E che c'entra il Padovano? Fra le trenta aziende che hanno usufruito dei servizi offerti dal gruppo con sedi a Milano e nel centro direzionale Isola di Napoli, risultano Aessse Immobiliare Edilcostruzioni srl, con sede a Montagnana in via Luppia Alberi 154, e CM Servizi attiva nelle ricerche di mercato e nei sondaggi, con sede sempre a Montagnana in via Papa Giovanni XXIII, poi diventate Telegraph Immobiliare srl e Telegraph Servizi con il trasferimento del domicilio legale a Castelvolturno; Zetatre di S.Giorgio in Bosco in via Bernini 134, e CFC srl, di Piove di Sacco in via Mezzaluna 2, specializzata nel commercio di filati e abbigliamento. Sotto inchiesta sono finiti Franca Cavaggioni, 43 anni, e il marito Luca Miatton, 44, di Montagnana in via Luppia Alberi 154, con Luca Modenese, 48 di Chioggia in via Atena.
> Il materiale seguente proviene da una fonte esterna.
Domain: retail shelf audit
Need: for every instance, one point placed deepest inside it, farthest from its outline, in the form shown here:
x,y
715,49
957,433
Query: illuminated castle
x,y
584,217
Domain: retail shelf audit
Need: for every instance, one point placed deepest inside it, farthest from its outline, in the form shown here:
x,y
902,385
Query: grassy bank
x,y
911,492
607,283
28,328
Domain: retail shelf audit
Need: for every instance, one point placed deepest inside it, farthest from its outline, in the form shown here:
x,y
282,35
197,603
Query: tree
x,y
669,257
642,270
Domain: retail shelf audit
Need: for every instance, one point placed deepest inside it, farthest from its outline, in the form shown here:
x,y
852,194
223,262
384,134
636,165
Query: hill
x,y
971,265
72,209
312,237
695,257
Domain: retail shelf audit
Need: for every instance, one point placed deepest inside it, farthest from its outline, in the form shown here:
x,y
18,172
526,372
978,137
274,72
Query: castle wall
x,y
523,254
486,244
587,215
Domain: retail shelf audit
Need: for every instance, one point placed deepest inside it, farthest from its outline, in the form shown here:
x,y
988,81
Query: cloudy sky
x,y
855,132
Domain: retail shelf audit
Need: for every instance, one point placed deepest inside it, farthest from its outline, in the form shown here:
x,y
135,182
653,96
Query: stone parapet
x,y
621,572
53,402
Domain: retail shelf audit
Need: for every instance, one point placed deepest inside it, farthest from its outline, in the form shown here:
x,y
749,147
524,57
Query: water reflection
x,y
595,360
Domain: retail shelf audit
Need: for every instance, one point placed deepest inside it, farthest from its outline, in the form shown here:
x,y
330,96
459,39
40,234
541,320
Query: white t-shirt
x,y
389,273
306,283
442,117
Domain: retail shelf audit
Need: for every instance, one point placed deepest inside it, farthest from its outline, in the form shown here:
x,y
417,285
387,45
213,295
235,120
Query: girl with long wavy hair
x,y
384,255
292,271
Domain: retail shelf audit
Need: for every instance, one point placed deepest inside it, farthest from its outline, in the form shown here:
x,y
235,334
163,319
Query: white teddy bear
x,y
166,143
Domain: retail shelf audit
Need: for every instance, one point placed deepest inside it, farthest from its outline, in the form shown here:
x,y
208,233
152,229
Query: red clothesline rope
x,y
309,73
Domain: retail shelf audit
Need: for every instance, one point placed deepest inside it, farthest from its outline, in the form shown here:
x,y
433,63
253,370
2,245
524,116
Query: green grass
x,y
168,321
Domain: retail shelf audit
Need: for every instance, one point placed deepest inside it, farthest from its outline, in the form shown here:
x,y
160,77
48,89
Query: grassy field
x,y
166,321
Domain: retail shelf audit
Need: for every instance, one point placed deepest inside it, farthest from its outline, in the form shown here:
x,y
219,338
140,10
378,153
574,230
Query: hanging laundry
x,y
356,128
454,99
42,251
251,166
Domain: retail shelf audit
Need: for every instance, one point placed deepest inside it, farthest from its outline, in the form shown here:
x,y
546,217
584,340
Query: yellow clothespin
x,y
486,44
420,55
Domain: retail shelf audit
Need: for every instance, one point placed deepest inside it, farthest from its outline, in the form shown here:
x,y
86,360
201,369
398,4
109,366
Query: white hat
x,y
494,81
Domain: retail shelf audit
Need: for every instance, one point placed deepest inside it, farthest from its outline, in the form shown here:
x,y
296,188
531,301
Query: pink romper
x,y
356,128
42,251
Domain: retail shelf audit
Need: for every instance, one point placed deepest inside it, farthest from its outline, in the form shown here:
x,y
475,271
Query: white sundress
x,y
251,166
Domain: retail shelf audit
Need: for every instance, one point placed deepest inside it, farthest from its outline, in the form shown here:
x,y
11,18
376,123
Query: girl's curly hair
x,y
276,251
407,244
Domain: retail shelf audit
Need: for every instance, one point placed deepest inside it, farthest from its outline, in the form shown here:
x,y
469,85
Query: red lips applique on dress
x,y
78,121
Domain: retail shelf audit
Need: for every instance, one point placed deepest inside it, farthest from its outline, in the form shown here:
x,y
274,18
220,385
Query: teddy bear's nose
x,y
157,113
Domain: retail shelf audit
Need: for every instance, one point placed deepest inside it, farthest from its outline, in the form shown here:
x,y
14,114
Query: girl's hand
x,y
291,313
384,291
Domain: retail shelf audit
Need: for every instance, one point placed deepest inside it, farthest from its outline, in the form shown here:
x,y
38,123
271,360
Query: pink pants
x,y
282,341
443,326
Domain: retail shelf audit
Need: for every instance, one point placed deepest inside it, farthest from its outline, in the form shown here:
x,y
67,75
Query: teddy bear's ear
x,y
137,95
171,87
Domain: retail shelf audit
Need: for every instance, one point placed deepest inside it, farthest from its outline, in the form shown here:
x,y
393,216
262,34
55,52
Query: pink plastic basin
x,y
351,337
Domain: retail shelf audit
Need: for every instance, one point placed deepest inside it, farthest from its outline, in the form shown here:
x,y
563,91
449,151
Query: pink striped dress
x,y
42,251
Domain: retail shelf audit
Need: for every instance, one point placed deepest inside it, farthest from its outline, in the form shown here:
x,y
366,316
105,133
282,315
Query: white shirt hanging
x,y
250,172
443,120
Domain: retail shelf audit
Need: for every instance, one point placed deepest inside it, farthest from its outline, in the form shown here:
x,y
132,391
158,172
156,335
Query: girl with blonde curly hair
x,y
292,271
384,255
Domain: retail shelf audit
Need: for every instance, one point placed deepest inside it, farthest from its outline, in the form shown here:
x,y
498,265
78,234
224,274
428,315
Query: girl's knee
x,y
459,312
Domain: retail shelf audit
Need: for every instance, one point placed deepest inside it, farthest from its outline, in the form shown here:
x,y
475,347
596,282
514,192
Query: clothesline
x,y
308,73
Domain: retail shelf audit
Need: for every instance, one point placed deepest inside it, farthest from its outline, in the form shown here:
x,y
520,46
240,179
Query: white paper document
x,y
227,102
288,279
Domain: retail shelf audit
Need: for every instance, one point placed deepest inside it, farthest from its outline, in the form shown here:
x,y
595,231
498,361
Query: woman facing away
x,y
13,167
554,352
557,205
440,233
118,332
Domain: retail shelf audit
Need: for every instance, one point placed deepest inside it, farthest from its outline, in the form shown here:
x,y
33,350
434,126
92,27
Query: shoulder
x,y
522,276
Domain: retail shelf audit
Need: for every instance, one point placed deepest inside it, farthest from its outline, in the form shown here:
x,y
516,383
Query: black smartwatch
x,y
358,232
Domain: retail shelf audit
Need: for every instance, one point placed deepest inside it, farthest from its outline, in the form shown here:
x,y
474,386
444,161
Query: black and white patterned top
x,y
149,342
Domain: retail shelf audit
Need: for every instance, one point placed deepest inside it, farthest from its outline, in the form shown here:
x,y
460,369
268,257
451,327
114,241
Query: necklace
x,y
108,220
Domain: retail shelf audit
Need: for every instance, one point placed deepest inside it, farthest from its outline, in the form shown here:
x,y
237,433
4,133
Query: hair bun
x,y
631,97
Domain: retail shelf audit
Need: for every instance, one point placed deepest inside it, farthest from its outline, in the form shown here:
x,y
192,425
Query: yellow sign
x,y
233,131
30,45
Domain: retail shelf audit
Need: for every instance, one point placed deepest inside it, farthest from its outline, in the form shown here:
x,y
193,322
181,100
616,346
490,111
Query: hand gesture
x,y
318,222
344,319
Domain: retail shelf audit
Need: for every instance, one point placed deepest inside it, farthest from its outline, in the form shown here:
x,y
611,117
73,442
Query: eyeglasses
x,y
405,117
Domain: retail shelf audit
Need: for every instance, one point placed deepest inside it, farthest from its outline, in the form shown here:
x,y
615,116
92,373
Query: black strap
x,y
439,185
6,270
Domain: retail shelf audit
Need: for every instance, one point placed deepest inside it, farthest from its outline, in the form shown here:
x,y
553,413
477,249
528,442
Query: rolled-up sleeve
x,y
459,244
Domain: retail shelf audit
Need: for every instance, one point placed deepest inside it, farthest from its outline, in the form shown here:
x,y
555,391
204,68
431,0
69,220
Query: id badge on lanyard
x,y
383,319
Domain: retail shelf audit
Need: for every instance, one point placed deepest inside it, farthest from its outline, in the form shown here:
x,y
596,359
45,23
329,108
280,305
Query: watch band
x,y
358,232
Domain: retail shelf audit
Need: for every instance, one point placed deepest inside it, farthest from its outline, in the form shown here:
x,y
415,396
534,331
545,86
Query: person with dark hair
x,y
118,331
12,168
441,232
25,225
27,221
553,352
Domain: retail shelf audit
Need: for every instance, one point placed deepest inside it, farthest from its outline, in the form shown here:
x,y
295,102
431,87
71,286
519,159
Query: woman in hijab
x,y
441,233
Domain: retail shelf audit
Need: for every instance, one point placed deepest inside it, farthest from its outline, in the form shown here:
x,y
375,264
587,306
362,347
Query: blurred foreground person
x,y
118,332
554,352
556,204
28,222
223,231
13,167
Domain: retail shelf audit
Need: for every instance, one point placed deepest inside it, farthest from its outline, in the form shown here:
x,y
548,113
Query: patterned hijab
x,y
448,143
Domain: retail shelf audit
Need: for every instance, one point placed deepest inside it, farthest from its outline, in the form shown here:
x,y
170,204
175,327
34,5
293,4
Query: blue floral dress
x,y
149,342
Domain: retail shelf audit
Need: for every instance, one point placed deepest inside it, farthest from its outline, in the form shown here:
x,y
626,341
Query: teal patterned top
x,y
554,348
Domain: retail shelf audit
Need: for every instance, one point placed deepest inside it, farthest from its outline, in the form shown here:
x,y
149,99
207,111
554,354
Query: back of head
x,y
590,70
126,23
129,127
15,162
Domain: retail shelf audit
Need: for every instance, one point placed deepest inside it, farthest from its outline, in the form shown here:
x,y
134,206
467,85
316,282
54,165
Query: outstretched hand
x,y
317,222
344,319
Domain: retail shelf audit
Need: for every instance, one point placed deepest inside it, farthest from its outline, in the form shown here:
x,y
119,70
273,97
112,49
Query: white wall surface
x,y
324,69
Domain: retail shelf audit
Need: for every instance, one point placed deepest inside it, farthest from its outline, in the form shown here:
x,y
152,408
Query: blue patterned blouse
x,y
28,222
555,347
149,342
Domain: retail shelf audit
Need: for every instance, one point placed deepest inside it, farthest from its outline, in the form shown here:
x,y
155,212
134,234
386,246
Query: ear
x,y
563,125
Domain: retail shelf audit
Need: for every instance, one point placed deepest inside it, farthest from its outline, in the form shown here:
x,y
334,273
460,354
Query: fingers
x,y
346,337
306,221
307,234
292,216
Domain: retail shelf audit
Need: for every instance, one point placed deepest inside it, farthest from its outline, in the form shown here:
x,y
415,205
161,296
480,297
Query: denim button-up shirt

A Miatton è stato notificato l’obbligo di firma alla polizia giudiziaria.

Le cifre parlano chiaro: nell’arco del biennio 2009-2011 le imprese decotte e “ristrutturate” hanno evaso tasse per 5,5 milioni di euro (accertati 18 episodi di bancarotta fraudolenta e 13 di sottrazione fraudolenta del pagamento delle imposte), mentre la gang ha occultato patrimoni aziendali per 9,5 milioni di euro con un guadagno di 24 milioni di euro - spacciati come prestiti partecipativi, parcelle per consulenze e corrispettivi per intermediazioni finanziarie - dirottati sui conti di due società di diritto anglosassone, la Victoria Bank Ldt. e la Telegraph Road Ltd. amministrate da Carmine Gammone, cognato di Carmine Vincenzo Catapano. All’imprenditore in condizioni di insolvenza il clan propone un patto: metti sul piatto una cifra (in contante, cambiali e assegni) pari al 15% del debito e io ti salvo gli immobili personali e l’azienda, scorporando (eventualmente) il ramo sano che potrà continuare a funzionare. Gli altri beni - intestati a familiari o amici - finiranno nel contenitore blindato, la società inglese. Così debiti e altri costi (i lavoratori) restano in capo all’azienda “marcia” che, nel frattempo, cambia sede, denominazione, proprietà e legale rappresentante. E poiché non esiste un registro nazionale delle imprese (è su base provinciale), per il curatore fallimentare la tracciabilità della vecchia azienda resterà un rebus.